Local News

Medical examiner details North Hills mom's fatal injuries; state rests case

Posted February 12, 2016
Updated February 14, 2016

Travion Smith listens to testimony along with his defense lawyers Jonathan Broun and Pheobe Dee.

— The medical examiner who conducted the autopsy on a woman murdered in her North Hills apartment two years ago said during her testimony on Friday that it could have taken several minutes to an hour for the 30-year-old to die from her injuries.

Melissa Huggins-Jones was found murdered in May 2013 shortly after she moved from Tennessee to the Triangle.
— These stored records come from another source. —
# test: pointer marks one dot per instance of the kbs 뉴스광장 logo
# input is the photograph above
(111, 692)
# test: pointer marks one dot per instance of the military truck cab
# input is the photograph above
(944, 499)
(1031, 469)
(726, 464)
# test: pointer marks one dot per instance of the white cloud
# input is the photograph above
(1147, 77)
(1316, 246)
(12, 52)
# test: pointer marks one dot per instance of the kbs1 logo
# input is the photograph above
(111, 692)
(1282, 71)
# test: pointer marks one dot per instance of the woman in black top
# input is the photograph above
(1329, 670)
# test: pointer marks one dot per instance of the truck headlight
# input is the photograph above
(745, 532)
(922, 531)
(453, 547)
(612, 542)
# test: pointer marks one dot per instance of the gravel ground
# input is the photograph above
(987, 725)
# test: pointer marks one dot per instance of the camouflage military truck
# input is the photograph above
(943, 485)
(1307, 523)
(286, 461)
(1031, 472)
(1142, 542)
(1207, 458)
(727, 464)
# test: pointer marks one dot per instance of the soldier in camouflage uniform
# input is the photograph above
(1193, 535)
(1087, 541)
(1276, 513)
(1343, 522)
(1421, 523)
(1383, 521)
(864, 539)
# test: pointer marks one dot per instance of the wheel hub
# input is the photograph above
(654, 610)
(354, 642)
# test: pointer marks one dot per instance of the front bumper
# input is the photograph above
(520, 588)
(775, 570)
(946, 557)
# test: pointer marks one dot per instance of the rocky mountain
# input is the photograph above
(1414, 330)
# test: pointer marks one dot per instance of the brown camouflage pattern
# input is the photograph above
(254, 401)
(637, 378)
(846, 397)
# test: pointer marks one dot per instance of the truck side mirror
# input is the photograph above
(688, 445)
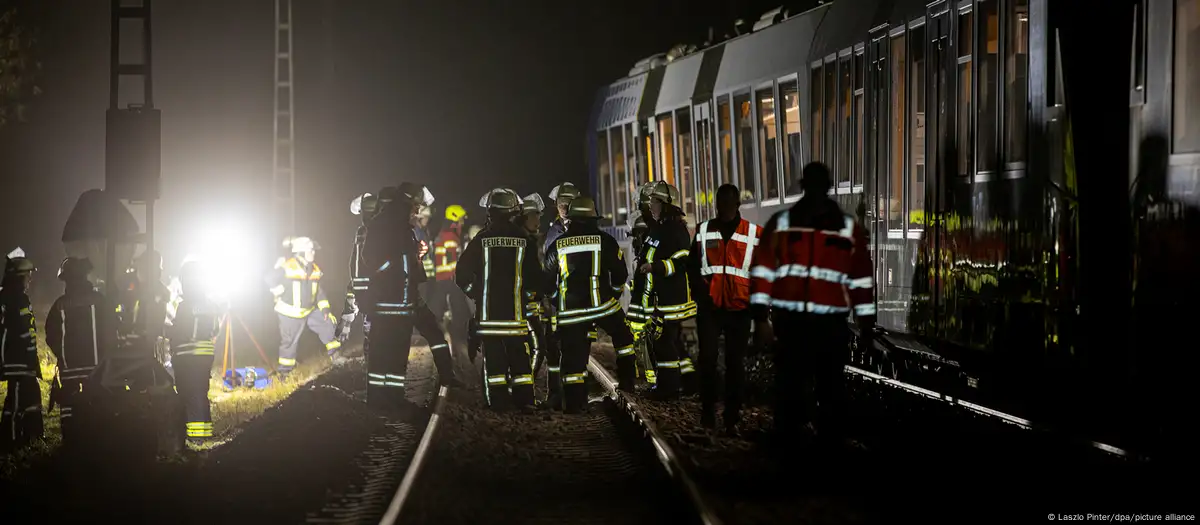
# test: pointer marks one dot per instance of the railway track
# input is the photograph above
(609, 465)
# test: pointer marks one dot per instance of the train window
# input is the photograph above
(1017, 85)
(831, 138)
(666, 150)
(725, 130)
(688, 183)
(768, 139)
(989, 86)
(815, 84)
(916, 175)
(605, 177)
(623, 179)
(1187, 76)
(965, 137)
(859, 151)
(845, 151)
(745, 146)
(895, 181)
(791, 96)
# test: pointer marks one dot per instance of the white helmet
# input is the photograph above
(300, 245)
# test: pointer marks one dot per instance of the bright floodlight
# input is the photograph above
(226, 252)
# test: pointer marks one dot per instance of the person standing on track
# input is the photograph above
(192, 342)
(809, 272)
(499, 271)
(22, 420)
(365, 207)
(81, 331)
(724, 252)
(300, 301)
(671, 290)
(395, 306)
(445, 295)
(531, 221)
(591, 275)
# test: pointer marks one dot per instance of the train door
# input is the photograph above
(933, 199)
(703, 161)
(879, 91)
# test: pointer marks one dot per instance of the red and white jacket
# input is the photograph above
(725, 265)
(814, 270)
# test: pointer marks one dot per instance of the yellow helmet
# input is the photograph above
(455, 212)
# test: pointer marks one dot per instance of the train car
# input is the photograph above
(952, 130)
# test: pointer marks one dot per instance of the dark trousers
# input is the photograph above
(291, 329)
(444, 296)
(391, 337)
(735, 325)
(429, 327)
(810, 360)
(508, 366)
(22, 418)
(192, 373)
(576, 348)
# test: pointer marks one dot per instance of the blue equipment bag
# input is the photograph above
(246, 378)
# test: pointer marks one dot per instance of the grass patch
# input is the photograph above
(229, 409)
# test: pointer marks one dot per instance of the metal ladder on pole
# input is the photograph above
(285, 122)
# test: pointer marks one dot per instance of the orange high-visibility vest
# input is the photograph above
(726, 265)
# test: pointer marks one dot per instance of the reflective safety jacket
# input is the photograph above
(589, 272)
(196, 329)
(445, 253)
(667, 290)
(393, 266)
(814, 259)
(725, 253)
(359, 279)
(501, 272)
(297, 288)
(18, 336)
(142, 311)
(79, 330)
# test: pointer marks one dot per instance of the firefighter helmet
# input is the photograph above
(564, 193)
(301, 245)
(582, 207)
(532, 204)
(17, 263)
(75, 267)
(363, 204)
(455, 212)
(643, 193)
(666, 193)
(501, 200)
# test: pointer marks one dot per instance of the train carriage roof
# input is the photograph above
(769, 53)
(621, 101)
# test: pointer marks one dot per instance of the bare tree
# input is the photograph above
(18, 62)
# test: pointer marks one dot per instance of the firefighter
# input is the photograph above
(670, 291)
(809, 308)
(365, 207)
(532, 207)
(81, 330)
(395, 307)
(22, 420)
(562, 195)
(724, 252)
(499, 271)
(591, 275)
(142, 311)
(192, 342)
(447, 295)
(300, 301)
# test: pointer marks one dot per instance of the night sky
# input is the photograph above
(459, 95)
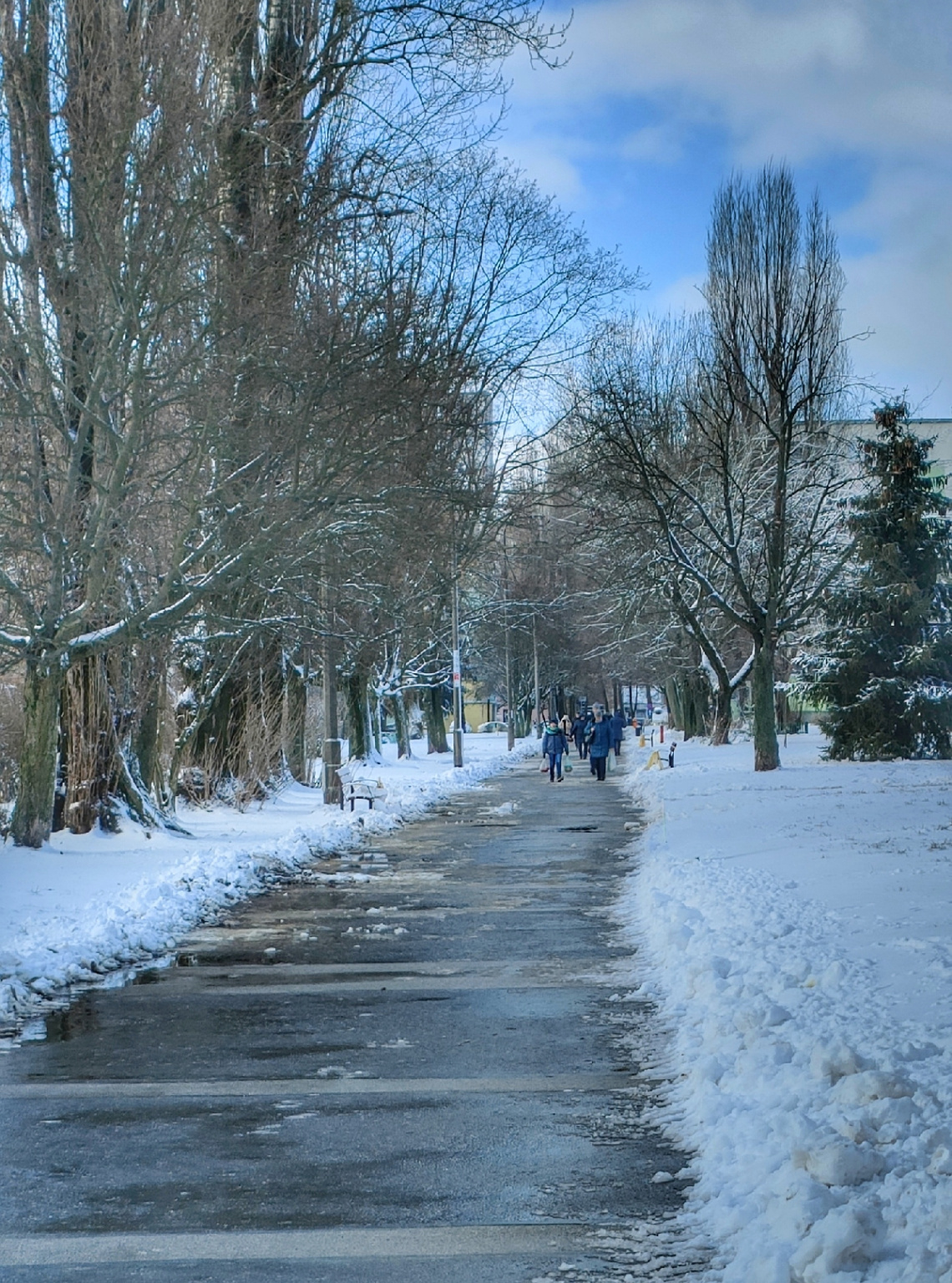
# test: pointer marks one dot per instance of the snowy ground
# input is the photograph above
(94, 905)
(797, 929)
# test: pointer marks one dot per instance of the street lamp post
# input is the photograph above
(457, 672)
(509, 723)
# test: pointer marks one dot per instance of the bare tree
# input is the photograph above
(738, 469)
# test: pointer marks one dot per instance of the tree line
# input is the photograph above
(751, 531)
(263, 292)
(274, 330)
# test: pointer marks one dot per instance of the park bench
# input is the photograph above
(358, 788)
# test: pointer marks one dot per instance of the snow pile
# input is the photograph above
(85, 906)
(798, 940)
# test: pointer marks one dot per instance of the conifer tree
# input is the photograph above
(885, 677)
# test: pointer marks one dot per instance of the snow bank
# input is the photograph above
(797, 929)
(85, 906)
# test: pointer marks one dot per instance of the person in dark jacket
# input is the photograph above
(554, 746)
(617, 730)
(600, 743)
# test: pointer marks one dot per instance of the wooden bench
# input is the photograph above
(358, 788)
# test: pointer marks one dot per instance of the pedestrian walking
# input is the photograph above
(600, 744)
(554, 746)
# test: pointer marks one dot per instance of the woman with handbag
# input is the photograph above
(554, 746)
(600, 744)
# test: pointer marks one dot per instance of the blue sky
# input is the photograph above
(662, 99)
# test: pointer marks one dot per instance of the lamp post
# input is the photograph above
(457, 672)
(509, 724)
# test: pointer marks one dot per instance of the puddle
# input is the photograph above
(78, 1017)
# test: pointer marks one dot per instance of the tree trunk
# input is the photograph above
(675, 713)
(148, 741)
(435, 724)
(294, 720)
(402, 722)
(89, 735)
(38, 763)
(358, 715)
(720, 729)
(766, 754)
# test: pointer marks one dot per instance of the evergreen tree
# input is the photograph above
(885, 672)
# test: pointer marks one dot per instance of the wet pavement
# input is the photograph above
(406, 1065)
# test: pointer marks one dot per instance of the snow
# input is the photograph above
(86, 906)
(794, 929)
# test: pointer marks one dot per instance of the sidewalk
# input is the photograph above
(798, 931)
(86, 906)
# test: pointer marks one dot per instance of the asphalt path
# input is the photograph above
(412, 1065)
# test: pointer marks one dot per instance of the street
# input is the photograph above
(404, 1067)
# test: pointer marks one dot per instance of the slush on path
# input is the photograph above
(409, 1078)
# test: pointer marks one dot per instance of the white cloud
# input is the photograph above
(806, 81)
(818, 74)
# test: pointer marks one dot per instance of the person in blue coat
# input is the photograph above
(600, 743)
(617, 730)
(554, 746)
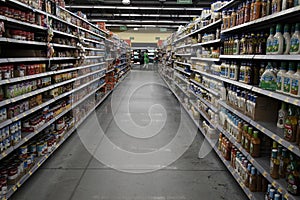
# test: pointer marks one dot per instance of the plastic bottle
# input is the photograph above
(253, 180)
(257, 9)
(290, 126)
(280, 77)
(287, 78)
(255, 145)
(295, 41)
(236, 46)
(278, 41)
(282, 114)
(287, 39)
(295, 80)
(247, 11)
(270, 41)
(268, 79)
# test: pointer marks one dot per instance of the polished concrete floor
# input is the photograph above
(138, 145)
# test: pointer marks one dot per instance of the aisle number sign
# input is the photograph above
(184, 1)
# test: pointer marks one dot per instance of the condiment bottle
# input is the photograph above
(282, 114)
(236, 46)
(252, 9)
(247, 175)
(280, 77)
(295, 80)
(258, 182)
(274, 168)
(290, 126)
(269, 42)
(240, 132)
(278, 41)
(255, 145)
(287, 78)
(247, 11)
(287, 39)
(264, 8)
(248, 139)
(233, 18)
(253, 180)
(283, 163)
(268, 79)
(257, 9)
(245, 129)
(293, 180)
(295, 41)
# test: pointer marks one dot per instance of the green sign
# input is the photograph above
(123, 28)
(184, 1)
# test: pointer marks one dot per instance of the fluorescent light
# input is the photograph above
(133, 8)
(140, 21)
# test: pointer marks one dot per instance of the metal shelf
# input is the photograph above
(182, 70)
(264, 22)
(65, 34)
(210, 26)
(183, 54)
(206, 59)
(207, 43)
(237, 56)
(267, 128)
(205, 88)
(181, 63)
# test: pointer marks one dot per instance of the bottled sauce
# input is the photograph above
(264, 8)
(247, 11)
(248, 139)
(257, 9)
(258, 182)
(247, 175)
(270, 41)
(233, 18)
(280, 77)
(282, 114)
(283, 163)
(261, 44)
(252, 10)
(248, 73)
(243, 45)
(245, 128)
(255, 145)
(278, 41)
(236, 46)
(253, 180)
(295, 79)
(274, 165)
(268, 79)
(287, 39)
(287, 78)
(293, 180)
(242, 72)
(290, 126)
(295, 41)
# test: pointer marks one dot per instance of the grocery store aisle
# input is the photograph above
(73, 172)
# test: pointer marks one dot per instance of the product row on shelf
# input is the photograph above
(55, 69)
(239, 81)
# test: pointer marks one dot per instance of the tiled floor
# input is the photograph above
(147, 147)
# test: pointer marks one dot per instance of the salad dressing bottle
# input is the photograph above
(278, 41)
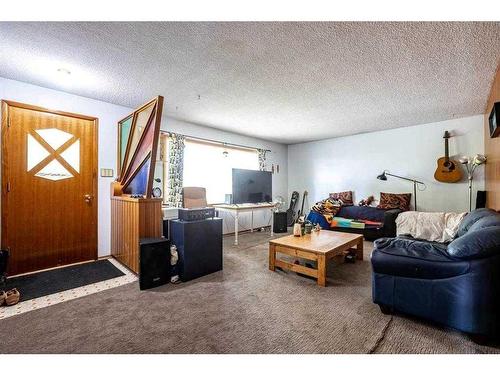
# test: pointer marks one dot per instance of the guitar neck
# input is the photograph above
(446, 152)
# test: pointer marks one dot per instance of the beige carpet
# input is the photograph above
(244, 309)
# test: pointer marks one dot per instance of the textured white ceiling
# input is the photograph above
(287, 82)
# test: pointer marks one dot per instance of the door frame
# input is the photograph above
(4, 126)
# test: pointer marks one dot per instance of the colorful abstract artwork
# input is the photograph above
(138, 136)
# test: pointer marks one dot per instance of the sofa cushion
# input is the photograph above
(344, 196)
(390, 201)
(472, 217)
(485, 222)
(362, 213)
(405, 257)
(476, 244)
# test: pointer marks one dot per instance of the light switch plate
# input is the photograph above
(106, 172)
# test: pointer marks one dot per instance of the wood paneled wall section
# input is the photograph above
(132, 219)
(492, 151)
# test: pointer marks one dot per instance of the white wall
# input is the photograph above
(353, 162)
(108, 115)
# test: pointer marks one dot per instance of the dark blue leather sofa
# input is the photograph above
(455, 284)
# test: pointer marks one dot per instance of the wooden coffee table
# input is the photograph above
(318, 246)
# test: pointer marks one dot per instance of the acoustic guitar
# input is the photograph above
(301, 217)
(448, 170)
(290, 213)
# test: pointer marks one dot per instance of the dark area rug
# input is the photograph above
(54, 281)
(243, 309)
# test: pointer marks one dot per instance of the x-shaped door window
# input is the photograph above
(53, 154)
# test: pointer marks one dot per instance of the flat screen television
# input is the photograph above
(252, 186)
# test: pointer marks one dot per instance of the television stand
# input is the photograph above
(235, 209)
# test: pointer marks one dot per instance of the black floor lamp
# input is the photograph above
(384, 175)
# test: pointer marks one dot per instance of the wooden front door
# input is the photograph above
(49, 187)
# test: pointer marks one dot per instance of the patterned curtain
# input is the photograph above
(175, 167)
(262, 159)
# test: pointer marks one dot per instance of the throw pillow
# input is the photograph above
(389, 201)
(344, 196)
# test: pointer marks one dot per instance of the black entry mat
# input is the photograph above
(54, 281)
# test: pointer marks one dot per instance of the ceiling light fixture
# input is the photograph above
(64, 71)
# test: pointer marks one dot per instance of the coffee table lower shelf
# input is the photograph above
(318, 273)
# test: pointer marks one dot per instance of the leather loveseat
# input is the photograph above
(455, 284)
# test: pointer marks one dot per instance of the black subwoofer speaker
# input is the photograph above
(199, 244)
(279, 222)
(154, 262)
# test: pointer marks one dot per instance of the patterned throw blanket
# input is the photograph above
(328, 207)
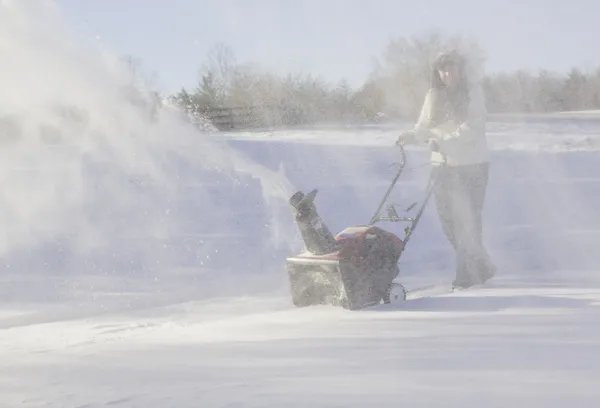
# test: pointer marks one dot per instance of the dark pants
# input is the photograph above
(459, 196)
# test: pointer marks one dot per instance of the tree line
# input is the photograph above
(394, 90)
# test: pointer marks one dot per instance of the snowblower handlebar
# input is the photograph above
(392, 214)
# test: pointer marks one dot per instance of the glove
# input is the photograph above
(433, 145)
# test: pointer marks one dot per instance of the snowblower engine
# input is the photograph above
(354, 269)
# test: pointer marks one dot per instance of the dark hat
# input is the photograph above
(446, 58)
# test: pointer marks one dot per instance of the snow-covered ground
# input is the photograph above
(223, 338)
(143, 262)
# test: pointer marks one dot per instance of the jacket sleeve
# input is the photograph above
(470, 129)
(422, 128)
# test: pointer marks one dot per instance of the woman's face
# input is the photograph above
(449, 75)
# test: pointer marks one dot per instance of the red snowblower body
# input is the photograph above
(355, 268)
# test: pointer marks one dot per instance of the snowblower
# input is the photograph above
(357, 267)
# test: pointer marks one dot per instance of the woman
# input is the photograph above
(452, 122)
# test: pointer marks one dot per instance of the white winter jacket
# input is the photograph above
(461, 143)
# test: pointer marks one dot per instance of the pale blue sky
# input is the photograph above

Lauren Scott, associate chief medical examiner, said Huggins-Jones sustained 18 blows to her head, neck and upper torso, and she eventually bled out.

“(Huggins-Jones) would have known that she would have had these injuries and likely would have known she was beginning to lose consciousness from the loss of blood from the injuries,” Scott said.

Travion Smith, 23, is on trial for Huggins-Jones’ murder—he is one of three people charged in connection to the death. After the state rested its case, Smith told the court he would not testify in the trial, and the defense said it would not present any evidence.

Scott said on Friday that the wounds—12 to the head and face and six to the upper torso—were consistent with sharp- and blunt-force trauma. Scott traced a line with her finger across her own face as she described one injury to Huggins-Jones as a “gaping laceration” that ran 4 inches across the victim’s nose and right cheek.

Huggins-Jones’ death, though, was a result of the all of the injuries, rather than one fatal blow.

“There were several (injuries) that were more severe than others,” Scott said. “But it was combination of all the injuries that led to her death.”

Huggins-Jones had a number of bruises on her arms and legs, which Scott classified as “defensive-type” wounds, though she couldn’t say definitively because the wounds could have been inflicted in another way.

The mother and father of Huggins-Jones were visibly upset during the emotional day of testimony. While Scott detailed the victim’s wounds, her father walked out of the courtroom.

The judge recessed court and excused the jury around 11:15 a.m. The jury is made up of six white females, five white males and one Asian male.

The trial is expected to continue at 9:30 a.m. on Monday with closing arguments.